Art that may initially infuriate you may, given time, turn out to inspire you. 

One of my favorite writers is Christopher Hitchens. He was primarily an essayist who wrote on a wide range of topics, from politics to literature.  He also wrote a handful of books as varied as Why George Orwell Matters to the status of the Elgin Marbles in the British Museum.  His most famous book was a best-selling attack on religion entitled “god is not Great.” He even insisted on the first “g” being lowercase.

I disagreed with many of his positions, but loved to read him anyway, and it turns out a lot of people disliked what he said but admired how he said it.  One columnist for the British newspaper The Guardian called him both “inspirational and infuriating.” 

This reminds me of art, where inspiration can come to us in surprising packages, sometimes in the midst of something we initially find infuriating.

I suspect that many people who might enjoy the arts sometimes run headlong into this negative reaction when confronted by an unpleasant work.  Someone feels an inclination to support the arts because he likes the work of a particular sculptor (say, Michelangelo), but thinks that modern and contemporary art is by contrast such an awful mess that it’s really not worth getting in to.  So he remains a Michelangelo fan, not an arts supporter.

I must admit I used to be pretty dismissive of art I didn’t like. I can think of a handful of painters and composers that I once didn’t like at all but of whom my opinions changed.  The painter Jasper Johns, for example, I once had very little use for.
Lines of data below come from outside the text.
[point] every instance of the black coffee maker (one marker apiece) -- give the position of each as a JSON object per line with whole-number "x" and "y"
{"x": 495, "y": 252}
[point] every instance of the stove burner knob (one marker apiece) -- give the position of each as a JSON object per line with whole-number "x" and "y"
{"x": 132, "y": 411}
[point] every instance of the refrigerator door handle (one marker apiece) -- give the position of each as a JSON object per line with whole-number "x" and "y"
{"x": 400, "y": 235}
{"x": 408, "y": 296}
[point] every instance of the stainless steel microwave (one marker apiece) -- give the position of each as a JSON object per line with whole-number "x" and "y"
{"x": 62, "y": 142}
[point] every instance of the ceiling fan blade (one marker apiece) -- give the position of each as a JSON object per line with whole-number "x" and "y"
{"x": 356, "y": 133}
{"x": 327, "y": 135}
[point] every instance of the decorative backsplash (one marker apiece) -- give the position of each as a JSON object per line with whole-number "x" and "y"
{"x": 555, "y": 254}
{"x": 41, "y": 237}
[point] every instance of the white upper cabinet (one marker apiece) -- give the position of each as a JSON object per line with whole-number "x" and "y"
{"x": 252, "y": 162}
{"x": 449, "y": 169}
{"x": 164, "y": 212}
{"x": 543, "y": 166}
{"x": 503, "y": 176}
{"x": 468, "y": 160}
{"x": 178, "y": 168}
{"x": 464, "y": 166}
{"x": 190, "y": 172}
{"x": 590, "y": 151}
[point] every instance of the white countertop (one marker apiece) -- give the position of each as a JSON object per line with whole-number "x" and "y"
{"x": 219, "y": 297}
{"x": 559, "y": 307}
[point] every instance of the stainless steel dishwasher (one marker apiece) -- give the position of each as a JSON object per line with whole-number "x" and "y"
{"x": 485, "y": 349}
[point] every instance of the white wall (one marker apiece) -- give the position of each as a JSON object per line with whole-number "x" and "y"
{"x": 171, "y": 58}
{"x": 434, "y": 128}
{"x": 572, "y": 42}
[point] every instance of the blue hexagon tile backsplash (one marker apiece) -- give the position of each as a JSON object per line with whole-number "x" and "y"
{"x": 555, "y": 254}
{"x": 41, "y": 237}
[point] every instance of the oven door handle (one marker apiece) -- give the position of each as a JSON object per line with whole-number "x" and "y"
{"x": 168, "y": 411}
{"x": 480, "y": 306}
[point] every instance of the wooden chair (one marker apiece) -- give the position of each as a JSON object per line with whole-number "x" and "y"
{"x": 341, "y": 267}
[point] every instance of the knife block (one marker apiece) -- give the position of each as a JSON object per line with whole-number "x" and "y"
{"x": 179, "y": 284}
I thought the composer Gustav Mahler had nothing to offer me.  I put aside my initial distaste and the related assumption that the work could have little to say to me, and instead tried hard to focus on the art that was there.

It was uncomfortable for a while. I didn’t get many of Johns’ paintings but I kept looking at them. I didn’t like Mahler, but I kept listening.  Then things started to change.

Francis Henry Taylor, who was the director of the Metropolitan Museum of Art in New York back in the 1940s, understood what I was going through.

The word he used to describe informed appreciation is one that has somehow passed from our common usage, but one I would lobby hard to see brought back.  He said “Like muscle, taste can be developed only through exercise.  Objects which at first appear to be mere curiosities emerge with new meaning, to explain the social and political progress of mankind and to assist us in forming our judgment and refining our opinions and beliefs.”

With just a little effort, building taste can change how we interact with the arts.  But in our contemporary culture especially, we have to be reminded that understanding lots of art isn’t necessarily easy.  But few things really worth knowing are.